4. Analgesic Activity
Many quinazolines have been synthesized and evaluated for their analgesic and anti-inflammatory activities [31,32,33,34,35,36,37,38]. 2-Phenyl quinazolinone 4 (Figure 5) was synthesized by Alagarsamy et al. in 2002 [39]. It was biologically evaluated as an analgesic agent. The structure–activity relationship study explained that the highest activity was obtained by the compound with diethyl substitution, while aromatic and alicyclic amine substitution decreased analgesic activity. This activity was 58 ± 0.45% at 2 h and at 20 mg/kg compared to that of standard diclofenac sodium, which is 53 ± 0.35% at 2 h at 20 mg/kg. The modification of compound 4 to thiourea-substituted 2-methyl quinazolinone derivatives 5 produced more active compounds. The most active one was the compound which had the pyrrolidine ring at C-3 (Figure 5) [40]. The activity of this compound was 65 ± 0.79% at 2 h at 20 mg/kg. The activity of standard diclofenac during this experiment was 60 ± 0.54% at 1 h at 20 mg/kg. Further modification to thiourea-substituted 2-methylthio quinazolinone 6 yielded higher activity, i.e., 67 ± 1.18% at 2 h at 20 mg/kg [41]. Increasing lipophilicity at C-2 by placing the butyl group instead of the methyl group yielded a more active compound 7 with 73 ± 1.49% analgesic activity at 2 h at 20 mg/kg. Standard diclofenac produced 62 ± 1.49% analgesic activity at 2 h at 20 mg/kg. Placing the benzylamino group at C-2 produced active compound 8 with 55 ± 0.36% analgesic activity at 2 h at 20 mg/kg [42]. This activity was the same as standard diclofenac. Methylamino substituted 2-phenylquinazolinones 9 were synthesized and evaluated for analgesic activity [43]. They yielded 43 ± 0.51 to 61 ± 1.08% analgesic activity at 2 h at 20 mg/kg.

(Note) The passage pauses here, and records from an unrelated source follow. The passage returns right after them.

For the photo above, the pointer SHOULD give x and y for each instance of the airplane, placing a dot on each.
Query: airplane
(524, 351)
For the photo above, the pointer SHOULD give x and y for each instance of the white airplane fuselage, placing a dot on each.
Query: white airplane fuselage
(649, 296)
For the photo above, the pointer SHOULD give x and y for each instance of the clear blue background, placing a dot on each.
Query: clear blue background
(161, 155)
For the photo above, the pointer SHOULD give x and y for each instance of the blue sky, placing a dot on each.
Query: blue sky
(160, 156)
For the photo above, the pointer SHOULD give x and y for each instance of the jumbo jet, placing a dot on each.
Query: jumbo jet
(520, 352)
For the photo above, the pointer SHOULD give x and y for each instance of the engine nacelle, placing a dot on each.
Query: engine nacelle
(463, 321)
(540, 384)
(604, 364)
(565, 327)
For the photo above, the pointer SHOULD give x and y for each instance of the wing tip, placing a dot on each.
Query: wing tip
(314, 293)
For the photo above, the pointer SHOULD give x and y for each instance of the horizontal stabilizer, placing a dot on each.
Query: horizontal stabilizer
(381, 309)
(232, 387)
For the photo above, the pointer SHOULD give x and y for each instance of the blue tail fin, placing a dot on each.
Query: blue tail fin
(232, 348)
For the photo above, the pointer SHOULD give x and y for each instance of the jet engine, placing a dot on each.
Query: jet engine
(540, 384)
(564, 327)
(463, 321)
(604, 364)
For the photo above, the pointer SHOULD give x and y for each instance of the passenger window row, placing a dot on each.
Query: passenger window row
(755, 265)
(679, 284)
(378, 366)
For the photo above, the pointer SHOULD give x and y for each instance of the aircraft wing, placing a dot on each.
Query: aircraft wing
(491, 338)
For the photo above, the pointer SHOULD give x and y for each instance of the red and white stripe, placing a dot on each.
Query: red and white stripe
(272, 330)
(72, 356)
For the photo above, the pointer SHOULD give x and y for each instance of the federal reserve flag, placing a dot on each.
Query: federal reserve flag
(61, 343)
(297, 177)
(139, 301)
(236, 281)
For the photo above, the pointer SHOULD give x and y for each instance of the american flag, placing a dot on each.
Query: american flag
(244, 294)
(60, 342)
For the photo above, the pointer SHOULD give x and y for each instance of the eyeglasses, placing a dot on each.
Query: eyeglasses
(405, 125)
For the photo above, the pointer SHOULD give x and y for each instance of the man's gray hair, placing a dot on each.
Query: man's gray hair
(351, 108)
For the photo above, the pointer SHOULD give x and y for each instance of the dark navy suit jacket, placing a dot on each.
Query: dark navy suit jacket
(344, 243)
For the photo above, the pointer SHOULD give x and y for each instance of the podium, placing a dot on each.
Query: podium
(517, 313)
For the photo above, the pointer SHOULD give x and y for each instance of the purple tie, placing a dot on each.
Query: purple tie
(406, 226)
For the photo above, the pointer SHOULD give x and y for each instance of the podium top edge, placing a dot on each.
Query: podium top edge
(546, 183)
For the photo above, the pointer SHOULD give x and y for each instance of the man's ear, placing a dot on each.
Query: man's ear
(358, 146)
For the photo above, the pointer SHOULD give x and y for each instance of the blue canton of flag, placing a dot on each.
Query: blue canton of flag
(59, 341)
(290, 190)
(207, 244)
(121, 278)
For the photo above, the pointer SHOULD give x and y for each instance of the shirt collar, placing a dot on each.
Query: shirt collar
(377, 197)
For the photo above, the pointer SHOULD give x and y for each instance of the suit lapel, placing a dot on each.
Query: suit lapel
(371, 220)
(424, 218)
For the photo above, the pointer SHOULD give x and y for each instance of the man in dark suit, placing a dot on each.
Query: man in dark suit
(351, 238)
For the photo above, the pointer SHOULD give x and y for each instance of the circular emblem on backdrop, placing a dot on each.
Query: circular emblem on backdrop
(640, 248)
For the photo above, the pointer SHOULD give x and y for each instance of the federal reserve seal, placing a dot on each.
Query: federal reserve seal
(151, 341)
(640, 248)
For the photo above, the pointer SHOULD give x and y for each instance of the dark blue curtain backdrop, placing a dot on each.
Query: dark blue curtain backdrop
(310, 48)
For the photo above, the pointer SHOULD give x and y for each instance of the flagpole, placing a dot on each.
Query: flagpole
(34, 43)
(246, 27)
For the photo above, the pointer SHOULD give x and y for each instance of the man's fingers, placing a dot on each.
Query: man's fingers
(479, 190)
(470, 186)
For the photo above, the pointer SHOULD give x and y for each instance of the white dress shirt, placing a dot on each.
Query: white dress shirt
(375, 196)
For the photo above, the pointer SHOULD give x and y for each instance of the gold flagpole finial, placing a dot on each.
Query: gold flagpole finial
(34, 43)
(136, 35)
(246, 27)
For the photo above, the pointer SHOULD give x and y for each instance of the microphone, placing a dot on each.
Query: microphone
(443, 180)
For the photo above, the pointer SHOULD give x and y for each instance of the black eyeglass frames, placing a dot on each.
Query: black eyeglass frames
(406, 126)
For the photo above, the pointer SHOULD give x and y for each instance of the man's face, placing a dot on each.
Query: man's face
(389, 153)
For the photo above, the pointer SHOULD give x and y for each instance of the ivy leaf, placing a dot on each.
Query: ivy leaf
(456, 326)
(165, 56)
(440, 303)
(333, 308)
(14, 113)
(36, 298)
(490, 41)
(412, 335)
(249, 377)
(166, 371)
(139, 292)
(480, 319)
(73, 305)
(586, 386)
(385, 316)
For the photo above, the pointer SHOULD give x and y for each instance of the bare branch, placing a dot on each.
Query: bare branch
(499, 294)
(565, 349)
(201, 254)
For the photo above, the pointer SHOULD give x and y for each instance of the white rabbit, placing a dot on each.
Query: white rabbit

A series of 2-amino-substituted 3-(4-methoxy phenyl) quinazolinones 10 (Figure 6) was tested for analgesic activity. It produced 64 ± 1.19% analgesic activity at 2 h at 20 mg/kg for the compound with methylpropylidene, while the compound with ethylpropylidene yielded higher activity, i.e., 73 ± 1.94% analgesic activity at 2 h at 20 mg/kg [44]. Placing cycloalkyl chain at C-2 decreased the activity (55 ± 1.38 to 57 ± 1.36% analgesic activity at 2 h at 20 mg/kg). The electron-withdrawing group at the N-3 aryl group decreased the activity (44 ± 1.15 to 54 ± 1.25% analgesic activity at 2 h at 20 mg/kg) compared to standard diclofenac (62 ± 1.49% at 2 h at 20 mg/kg). Another series 11 of amino-substituted 3-phenylquinazolinone was synthesized by replacing the 4-substituted aryl group in 10 by the phenyl ring, resulting in less analgesic activity [45]. The cyclization reaction of C-2 and N-3 produced (1,3,4)-thiadiazol quinazolinones 12 (Figure 6) [46,47]. The cyclic derivative bearing alkyl moiety showed more analgesic activity than the cyclic derivative with aryl moiety. The analgesic activity of the cyclic derivative was less than the open derivative (39 ± 1.32 to 48 ± 1.40% analgesic activity at 2 h at 20 mg/kg).
Other derivatives of 2-chloroacetonyl-3-substituted quinazolinones 13 (Figure 7) were synthesized and evaluated for their analgesic activity by Kumar et al. [48]. They displayed mild-to-moderate analgesic activity. The first series 13 yielded moderate activity, hydrazino derivative 14 of this series yielded poor activity, while pyrazoline derivatives 15 yielded good activity with cyclooxygenase inhibitory activity [48].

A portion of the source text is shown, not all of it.